The general format for the command is similar to scp:

$ rsync [options] source destination
  • The source and destination fields can be a local file / directory or a remote one.
  • The local location is a normal Unix path, absolute or relative and
  • The remote location has a format username@remote.system.name:file/path.
  • The remote relative file path is relative to the home directory of the username on the remote system.

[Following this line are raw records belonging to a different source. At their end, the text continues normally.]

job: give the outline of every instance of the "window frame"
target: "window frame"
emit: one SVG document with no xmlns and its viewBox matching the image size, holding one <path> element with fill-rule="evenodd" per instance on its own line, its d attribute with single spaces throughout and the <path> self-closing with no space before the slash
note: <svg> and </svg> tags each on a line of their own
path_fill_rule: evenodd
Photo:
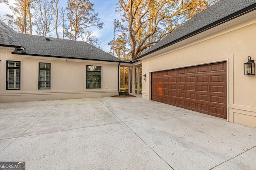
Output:
<svg viewBox="0 0 256 170">
<path fill-rule="evenodd" d="M 50 64 L 50 68 L 40 68 L 40 64 Z M 51 68 L 52 65 L 50 63 L 44 63 L 44 62 L 39 62 L 38 63 L 38 90 L 51 90 L 51 74 L 52 74 L 51 71 Z M 50 82 L 50 88 L 40 88 L 40 82 L 45 82 L 46 81 L 40 81 L 40 70 L 50 70 L 50 77 L 49 77 L 49 82 Z"/>
<path fill-rule="evenodd" d="M 8 62 L 18 62 L 20 63 L 20 67 L 10 67 L 10 66 L 8 66 Z M 21 71 L 20 71 L 20 70 L 21 69 L 21 62 L 20 62 L 20 61 L 10 61 L 10 60 L 8 60 L 8 61 L 6 61 L 6 90 L 20 90 L 20 86 L 21 86 L 21 75 L 20 75 L 20 73 L 21 73 Z M 20 75 L 20 79 L 19 79 L 19 81 L 19 81 L 20 82 L 20 87 L 19 88 L 16 88 L 16 89 L 8 89 L 8 82 L 10 81 L 8 81 L 8 69 L 16 69 L 16 70 L 18 70 L 17 69 L 17 68 L 19 68 L 18 70 L 19 70 L 19 74 Z"/>
<path fill-rule="evenodd" d="M 87 66 L 97 66 L 97 67 L 100 67 L 100 71 L 88 71 L 87 70 Z M 101 65 L 86 65 L 86 89 L 102 89 L 102 66 Z M 87 88 L 87 72 L 100 72 L 100 86 L 99 88 Z"/>
</svg>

You may see all the available options with rsync by viewing the man page.

Example Usage

Common operations are given below. On your desktop, to:

  • Upload a single file (eg. data.dat) from your workstation to your ARC:
    desktop$ rsync -v data.dat username@arc-dtn.ucalgary.ca:/desired/destination
    
  • Upload all files matching a wildcard (eg. ending in *.dat):
     $ rsync -v *.dat username@arc-dtn.ucalgary.ca:/desired/destination
    
  • Upload an entire directory (eg. my_data to ~/projects/project2):
     $ rsync -axv my_data username@arc-dtn.ucalgary.ca:~projects/project2/
    
  • Upload more than one directory:
    desktop$ rsync -axv my_data1 my_data2 my_data3 username@arc-dtn.ucalgary.ca:/desired/destination
    
  • Download one file (eg. output.dat) from ARC to the current directory on your workstation:
    ## Note the '.' at the end of the command which references the current working directory on your computer
    desktop$ rsync -v username@arc-dtn.ucalgary.ca:projects/project1/output.dat .
    
  • Download one directory (eg. outputs) from ARC to the current directory on your workstation:
    desktop$ rsync -axv username@arc-dtn.ucalgary.ca:projects/project1/outputs .
    

sftp -- secure file transfer protocol


sftp is a file transfer program, similar to ftp, which performs all operations over an encrypted ssh transport. It may also use many features of ssh, such as public key authentication and compression.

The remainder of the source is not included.